Monday, January 20, 2014

Slowly Opening Eyes

December 18th, 2012

     Today was day one.  It has now been over 24 hours since we last spoke.  I’m still feeling the effects of denial as I still imagine talking to you, seeing you, making love to you.  It was a fairly productive day; I tidied up my house a bit, finally removing the evidence of my recent illness.  I went to the gym and did a half-hearted workout.  I had my recurring daydream about training you, but this time with the bitter realization that it would never come to be.  God it hurts to think of all the things you said you wanted to do with me but never did.  You talked about making meals, getting drunk together at a party, going to a music festival, going to see The Hobbit.  Every time, I believed you had some intent of following through but whenever I pursued it, you were unavailable.

     Today is the first day it has truly sunk in exactly how unavailable you are to me.  You probably always will be.  Now that I’m so deeply associated with the break-up with your ex, seeing me will forever conjure those memories.

     I’ve been reading this blog today dealing with the subject of dating emotionally unavailable men.  It was already starting to dawn on me how little my needs have been considered this whole time when I found out about your other girls.  This blog has further opened my eyes to how I’m doing the exact same thing I was doing with my ex.  I’m carving out large chunks of myself in the hopes of being more satisfactory to you.  I’m stamping down my needs into silence to avoid rocking the boat.  I am abusing myself.  I’ve come to realize that I’ve sacrificed too much and I cannot stay.  I don’t need to see you one last time.  Our last night together was the most beautiful I could imagine.  That night it finally felt like you were there, in the present with me, and happy.  You approved of me and appreciated my art, my body, my presence.  It was what I had wanted these last nine months.  It was too much to bear to feel you pull back away after that level of intensity.  I can’t keep up with the hot/cold yo-yo game.  I feel pulled too thin.

***

     It took Natalie Lue’s blog Baggage Reclaim to show me how much I had been stifling myself to be with M.  With my ex-fiance, I was fully conscious of the sensation of walking on eggshells.  My ex would have a rage reaction to things that upset him, so I very intentionally tried to change my behaviors in order to limit those rages.  With M, the dynamic was much different.  With him, I was not afraid of rage, but rather of judgement and abandonment.  He had made it all too clear that jealousy and clinginess were unacceptable and he had proven to me by his first abandonment that he was not afraid to throw away what he had if I over-stepped my bounds.  For whatever reason, this did not feel like abuse at the time.  I saw it as a man expressing his needs to me.  He claimed to be in pain from his last relationship and in need of space to heal.  I saw his condemnation of jealousy to be a sign of his spiritual enlightenment.  He did not see people as possessions and felt everyone should be free to act according to their own will.  I now understand these to be tools of abuse designed to control his victims.  By creating feelings of fear and guilt, he was able to keep me quiet, so I would not express my discomfort with how he was treating me, lest I be branded as “jealous” or “needy” and suffer the consequential abandonment.  It worked like a charm.  My fear kept me so quiet that most of our phone conversations were me listening to him go on about whatever was on his mind and affirming every word out of his mouth so he would feel safe and accepted. 

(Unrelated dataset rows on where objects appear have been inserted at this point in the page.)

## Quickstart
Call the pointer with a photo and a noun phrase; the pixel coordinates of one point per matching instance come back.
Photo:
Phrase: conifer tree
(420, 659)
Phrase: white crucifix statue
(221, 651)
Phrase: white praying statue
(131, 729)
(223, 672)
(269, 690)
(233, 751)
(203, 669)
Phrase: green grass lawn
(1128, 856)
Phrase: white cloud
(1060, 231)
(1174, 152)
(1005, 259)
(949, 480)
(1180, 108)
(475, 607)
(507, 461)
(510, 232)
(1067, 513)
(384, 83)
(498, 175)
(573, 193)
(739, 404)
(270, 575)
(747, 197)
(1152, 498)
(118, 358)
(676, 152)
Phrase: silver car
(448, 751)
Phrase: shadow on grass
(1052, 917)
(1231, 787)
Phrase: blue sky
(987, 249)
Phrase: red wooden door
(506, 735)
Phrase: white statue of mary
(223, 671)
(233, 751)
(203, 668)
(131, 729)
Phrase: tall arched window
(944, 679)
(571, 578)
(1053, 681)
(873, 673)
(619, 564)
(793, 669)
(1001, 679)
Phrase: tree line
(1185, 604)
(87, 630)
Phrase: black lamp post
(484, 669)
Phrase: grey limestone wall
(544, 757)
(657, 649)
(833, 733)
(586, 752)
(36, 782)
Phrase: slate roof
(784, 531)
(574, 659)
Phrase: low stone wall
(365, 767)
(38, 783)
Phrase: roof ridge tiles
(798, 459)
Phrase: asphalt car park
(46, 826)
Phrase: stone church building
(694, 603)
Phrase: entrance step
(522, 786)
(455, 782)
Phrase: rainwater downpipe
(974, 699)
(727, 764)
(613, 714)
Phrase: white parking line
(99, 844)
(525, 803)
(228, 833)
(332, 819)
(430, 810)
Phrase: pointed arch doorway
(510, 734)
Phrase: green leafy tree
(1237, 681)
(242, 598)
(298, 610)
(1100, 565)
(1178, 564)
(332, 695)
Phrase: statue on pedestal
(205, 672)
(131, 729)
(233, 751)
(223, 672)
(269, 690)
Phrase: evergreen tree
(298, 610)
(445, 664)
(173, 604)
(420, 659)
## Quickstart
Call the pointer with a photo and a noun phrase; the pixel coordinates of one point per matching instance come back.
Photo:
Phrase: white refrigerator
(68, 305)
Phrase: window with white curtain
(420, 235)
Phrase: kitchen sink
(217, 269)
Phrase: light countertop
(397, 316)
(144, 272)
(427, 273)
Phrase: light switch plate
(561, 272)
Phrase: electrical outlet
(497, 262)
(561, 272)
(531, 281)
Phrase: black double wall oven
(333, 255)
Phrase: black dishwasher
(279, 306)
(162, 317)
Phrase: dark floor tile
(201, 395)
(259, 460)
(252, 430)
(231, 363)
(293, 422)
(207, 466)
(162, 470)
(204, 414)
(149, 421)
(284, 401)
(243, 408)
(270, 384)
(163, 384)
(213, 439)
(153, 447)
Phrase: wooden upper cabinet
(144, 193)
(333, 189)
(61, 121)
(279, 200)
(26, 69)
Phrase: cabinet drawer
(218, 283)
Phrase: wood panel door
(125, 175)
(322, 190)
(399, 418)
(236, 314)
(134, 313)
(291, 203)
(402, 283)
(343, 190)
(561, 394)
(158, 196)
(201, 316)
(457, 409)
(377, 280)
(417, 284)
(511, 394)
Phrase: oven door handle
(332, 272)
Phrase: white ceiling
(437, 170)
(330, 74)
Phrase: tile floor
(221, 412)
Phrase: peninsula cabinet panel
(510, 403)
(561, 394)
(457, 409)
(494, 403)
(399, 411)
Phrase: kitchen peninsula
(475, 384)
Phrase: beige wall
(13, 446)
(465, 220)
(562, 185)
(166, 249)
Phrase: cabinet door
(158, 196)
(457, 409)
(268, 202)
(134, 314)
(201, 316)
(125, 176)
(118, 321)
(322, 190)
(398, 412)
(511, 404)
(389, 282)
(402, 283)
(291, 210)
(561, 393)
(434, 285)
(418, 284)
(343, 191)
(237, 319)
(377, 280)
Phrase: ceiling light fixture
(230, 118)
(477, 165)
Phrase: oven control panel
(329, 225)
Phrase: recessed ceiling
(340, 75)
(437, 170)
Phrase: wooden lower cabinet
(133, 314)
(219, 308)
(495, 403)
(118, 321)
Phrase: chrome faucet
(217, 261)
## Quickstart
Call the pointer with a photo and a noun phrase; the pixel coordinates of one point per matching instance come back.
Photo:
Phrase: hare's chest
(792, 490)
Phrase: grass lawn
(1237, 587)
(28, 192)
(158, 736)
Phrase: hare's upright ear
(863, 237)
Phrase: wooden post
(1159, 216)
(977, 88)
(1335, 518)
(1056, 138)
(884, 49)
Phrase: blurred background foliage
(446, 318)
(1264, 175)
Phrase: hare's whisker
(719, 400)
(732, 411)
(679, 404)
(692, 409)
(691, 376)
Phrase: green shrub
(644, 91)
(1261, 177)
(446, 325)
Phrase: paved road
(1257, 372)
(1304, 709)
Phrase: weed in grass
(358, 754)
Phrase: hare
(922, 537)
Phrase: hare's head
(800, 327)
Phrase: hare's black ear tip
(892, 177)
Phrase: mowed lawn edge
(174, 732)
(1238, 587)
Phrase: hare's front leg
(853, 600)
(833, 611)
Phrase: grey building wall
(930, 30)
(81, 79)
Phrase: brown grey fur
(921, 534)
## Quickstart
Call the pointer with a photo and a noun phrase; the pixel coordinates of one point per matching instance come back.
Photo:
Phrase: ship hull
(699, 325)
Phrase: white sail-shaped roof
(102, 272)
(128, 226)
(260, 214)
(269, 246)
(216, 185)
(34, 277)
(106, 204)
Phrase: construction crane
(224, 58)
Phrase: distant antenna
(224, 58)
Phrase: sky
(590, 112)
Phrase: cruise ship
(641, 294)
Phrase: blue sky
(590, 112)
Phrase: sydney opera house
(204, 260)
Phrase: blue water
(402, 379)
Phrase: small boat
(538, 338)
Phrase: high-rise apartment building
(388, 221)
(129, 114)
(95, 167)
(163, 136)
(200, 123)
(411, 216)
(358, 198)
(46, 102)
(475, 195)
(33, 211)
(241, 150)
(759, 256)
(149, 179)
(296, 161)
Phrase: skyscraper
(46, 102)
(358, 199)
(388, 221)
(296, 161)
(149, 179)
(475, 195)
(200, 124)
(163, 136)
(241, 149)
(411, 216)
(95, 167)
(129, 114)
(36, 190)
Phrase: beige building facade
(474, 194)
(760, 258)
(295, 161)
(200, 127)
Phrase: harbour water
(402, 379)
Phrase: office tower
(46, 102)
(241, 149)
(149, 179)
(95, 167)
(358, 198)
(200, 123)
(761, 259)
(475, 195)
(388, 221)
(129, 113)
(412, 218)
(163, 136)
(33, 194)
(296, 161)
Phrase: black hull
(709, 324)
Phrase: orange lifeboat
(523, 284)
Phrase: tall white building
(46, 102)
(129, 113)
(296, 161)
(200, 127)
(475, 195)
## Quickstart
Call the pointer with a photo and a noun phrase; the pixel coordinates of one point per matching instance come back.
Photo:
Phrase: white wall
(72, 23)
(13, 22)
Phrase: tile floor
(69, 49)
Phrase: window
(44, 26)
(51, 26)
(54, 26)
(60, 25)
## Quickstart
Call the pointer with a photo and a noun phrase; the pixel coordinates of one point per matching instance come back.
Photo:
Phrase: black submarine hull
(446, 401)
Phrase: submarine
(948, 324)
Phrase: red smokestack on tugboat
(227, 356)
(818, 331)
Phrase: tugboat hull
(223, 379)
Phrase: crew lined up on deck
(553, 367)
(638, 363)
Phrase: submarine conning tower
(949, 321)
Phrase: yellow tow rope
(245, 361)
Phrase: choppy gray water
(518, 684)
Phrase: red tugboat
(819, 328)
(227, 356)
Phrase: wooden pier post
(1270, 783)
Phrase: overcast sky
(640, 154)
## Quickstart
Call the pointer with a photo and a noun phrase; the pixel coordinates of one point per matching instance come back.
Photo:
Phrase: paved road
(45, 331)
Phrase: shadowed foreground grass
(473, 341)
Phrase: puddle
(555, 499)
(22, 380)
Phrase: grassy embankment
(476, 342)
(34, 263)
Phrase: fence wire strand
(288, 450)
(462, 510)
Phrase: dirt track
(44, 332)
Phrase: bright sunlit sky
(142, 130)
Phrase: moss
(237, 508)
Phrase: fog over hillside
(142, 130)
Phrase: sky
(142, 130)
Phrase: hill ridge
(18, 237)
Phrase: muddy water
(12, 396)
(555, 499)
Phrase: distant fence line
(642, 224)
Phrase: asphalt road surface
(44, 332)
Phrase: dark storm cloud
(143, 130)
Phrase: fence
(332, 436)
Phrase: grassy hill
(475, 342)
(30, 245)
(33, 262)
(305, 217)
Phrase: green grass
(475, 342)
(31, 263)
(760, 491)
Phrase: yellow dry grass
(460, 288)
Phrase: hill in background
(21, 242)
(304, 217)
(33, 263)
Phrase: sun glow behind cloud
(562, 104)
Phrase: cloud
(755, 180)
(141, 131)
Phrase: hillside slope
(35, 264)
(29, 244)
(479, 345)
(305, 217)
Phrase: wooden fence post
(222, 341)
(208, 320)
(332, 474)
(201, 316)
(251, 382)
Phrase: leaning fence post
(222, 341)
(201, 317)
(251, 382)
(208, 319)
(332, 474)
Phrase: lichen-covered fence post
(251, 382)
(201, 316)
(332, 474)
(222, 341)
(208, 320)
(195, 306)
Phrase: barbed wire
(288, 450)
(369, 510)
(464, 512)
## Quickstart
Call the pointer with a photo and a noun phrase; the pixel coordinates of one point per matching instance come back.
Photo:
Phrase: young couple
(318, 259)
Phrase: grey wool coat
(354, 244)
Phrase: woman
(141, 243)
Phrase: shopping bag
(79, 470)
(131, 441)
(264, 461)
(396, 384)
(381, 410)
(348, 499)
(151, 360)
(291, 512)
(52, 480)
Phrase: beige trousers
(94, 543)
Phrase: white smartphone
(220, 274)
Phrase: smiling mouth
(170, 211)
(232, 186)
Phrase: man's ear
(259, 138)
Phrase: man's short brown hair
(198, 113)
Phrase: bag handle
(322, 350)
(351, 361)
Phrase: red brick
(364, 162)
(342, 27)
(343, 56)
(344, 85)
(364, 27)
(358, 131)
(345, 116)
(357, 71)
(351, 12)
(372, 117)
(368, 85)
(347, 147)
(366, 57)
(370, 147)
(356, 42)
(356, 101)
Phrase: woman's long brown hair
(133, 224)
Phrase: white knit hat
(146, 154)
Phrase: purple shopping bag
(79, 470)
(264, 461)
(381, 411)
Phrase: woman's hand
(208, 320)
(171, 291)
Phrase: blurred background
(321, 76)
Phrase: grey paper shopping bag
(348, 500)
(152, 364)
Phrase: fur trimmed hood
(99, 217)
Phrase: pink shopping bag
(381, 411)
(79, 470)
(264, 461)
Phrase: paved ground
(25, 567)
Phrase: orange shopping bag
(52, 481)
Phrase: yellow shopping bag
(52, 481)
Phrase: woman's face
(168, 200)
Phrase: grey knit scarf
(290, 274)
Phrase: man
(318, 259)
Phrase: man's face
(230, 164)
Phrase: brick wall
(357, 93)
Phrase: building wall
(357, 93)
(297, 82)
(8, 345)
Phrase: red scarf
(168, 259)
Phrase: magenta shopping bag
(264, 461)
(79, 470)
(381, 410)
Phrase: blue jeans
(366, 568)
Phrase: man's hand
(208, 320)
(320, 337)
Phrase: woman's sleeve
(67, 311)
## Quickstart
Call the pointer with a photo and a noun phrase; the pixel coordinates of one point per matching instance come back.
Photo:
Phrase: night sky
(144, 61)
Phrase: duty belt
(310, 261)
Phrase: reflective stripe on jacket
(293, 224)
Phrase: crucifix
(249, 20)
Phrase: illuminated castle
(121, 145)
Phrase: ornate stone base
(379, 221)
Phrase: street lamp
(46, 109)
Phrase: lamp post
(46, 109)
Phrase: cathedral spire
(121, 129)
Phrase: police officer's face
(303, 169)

     Lue’s blog and her book Mr. Unavailable and the Fallback Girl taught me about blowing hot and cold (acting in love one minute, and completely distant the next), future faking (making up stories about all the things we would do together in the future so that I would be emotionally reeled in without him ever intending to follow through), and the fallback girl (keeping me on the backburner so that if things went awry with his primary relationship, I’d still be on the sidelines to swoop in when he needed me).  It was the first step in seeing abuse in M’s pattern of behavior. 

     At this point, I still believed the root cause of M’s abuse was his break-up with his ex.  I was seeing him as a wounded, but emotionally unavailable man that had trouble with commitment.  I believed that once he finished grieving his last relationship, he would be capable of being with someone in a meaningful way.  I realized I had compromised myself and I needed to get out so I could begin respecting myself again, but I still had NO idea of how deep his pathology runs.  At the very least, Lue’s book had opened the door to realizing that I myself was not to blame for his poor behavior.  I was simply with the wrong guy at the wrong time and I needed to get out.